London (CNN)For years, the two parchment leaves covered in an elegant early form of Arabic script were misbound with leaves of a similar Quran manuscript dating from the late seventh century.
Now, with the help of radiocarbon analysis, the two fragments have been shown to be decades older -- which puts them among the oldest known examples in the world, according to researchers at the UK's University of Birmingham.
The testing, which is more than 95% accurate, has dated the parchment on which the text is written to between 568 and 645 AD, the researchers said.
This means it was created close to the time of the Prophet Mohammed, who is generally thought to have lived between AD 570 and 632 AD, they said.
The ancient fragment is part of the university's Mingana Collection of Middle Eastern manuscripts, held in the Cadbury Reseach Library. They were gathered in the 1920s by Alphonse Mingana, a Chaldean priest who was born near Mosul, Iraq, but settled in England.
The two parchment leaves are believed to contain parts of Suras (chapters) 18 to 20, written with ink in an early form of Arabic script known as Hijazi.
And according to Professor David Thomas, professor of Christianity and Islam, the text is very similar to what is found in the present day Quran.
"This tends to support the view that the Quran that we now have is more or less very close indeed to the Quran as it was brought together in the early years of Islam," he said.
Written on parchment, stone, camel bones
Thomas and Nadir Dinshaw, professor of interreligious relations at the University of Birmingham, said the results of the radiocarbon analysis had been "startling" and "could well take us back to within a few years of the actual founding of Islam."

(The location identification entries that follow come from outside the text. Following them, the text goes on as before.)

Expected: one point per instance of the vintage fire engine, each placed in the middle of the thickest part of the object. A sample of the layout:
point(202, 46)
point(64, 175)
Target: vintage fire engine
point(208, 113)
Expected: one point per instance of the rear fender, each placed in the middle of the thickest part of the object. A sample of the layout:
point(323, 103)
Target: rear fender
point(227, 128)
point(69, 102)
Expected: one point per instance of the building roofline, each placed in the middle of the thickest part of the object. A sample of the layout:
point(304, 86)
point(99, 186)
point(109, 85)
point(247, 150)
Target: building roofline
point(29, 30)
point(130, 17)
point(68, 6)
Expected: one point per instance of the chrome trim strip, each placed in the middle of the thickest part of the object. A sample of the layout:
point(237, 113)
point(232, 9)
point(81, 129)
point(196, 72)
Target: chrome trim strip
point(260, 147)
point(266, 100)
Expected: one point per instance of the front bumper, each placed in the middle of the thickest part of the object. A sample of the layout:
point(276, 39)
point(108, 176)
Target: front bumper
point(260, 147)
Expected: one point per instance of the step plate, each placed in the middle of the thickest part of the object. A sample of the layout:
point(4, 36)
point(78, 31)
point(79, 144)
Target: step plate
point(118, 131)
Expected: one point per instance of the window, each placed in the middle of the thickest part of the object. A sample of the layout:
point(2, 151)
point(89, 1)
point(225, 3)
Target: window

The animal from whose hide the parchment was made could have been alive in the lifetime of the Prophet Mohammed, or shortly afterward, they said in a university news release.
According to Muslim tradition, they said, the Prophet Mohammed received the revelations that form the Quran between 610 and 632 AD.
"At this time, the divine message was not compiled into the book form in which it appears today. Instead, the revelations were preserved in 'the memories of men.' Parts of it had also been written down on parchment, stone, palm leaves and the shoulder blades of camels," the researchers said.
It was only under Caliph Abu Bakr, the first leader of the Muslim community after Mohammed, that the collection of all Quranic material was ordered to be gathered in the form of a book, they said.
"The final, authoritative written form was completed and fixed under the direction of the third leader, Caliph Uthman, in about AD 650. Muslims believe that the Qur'an they read today is the same text that was standardised under Uthman and regard it as the exact record of the revelations that were delivered to Muhammad."
'Global significance'
The researchers hailed the discovery as being of particular significance to Birmingham because the city is culturally diverse with a large Muslim population.
Susan Worrall, director of special collections at the Cadbury Research Library, described the manuscript as "a treasure that is of global significance to Muslim heritage and the study of Islam, as well as being a source of great pride to the local community."
Dr Muhammad Isa Waley, lead curator for Persian and Turkish Manuscripts at the British Library, said: "This is indeed an exciting discovery.
"We know now that these two folios, in a beautiful and surprisingly legible Hijazi hand, almost certainly date from the time of the first three Caliphs."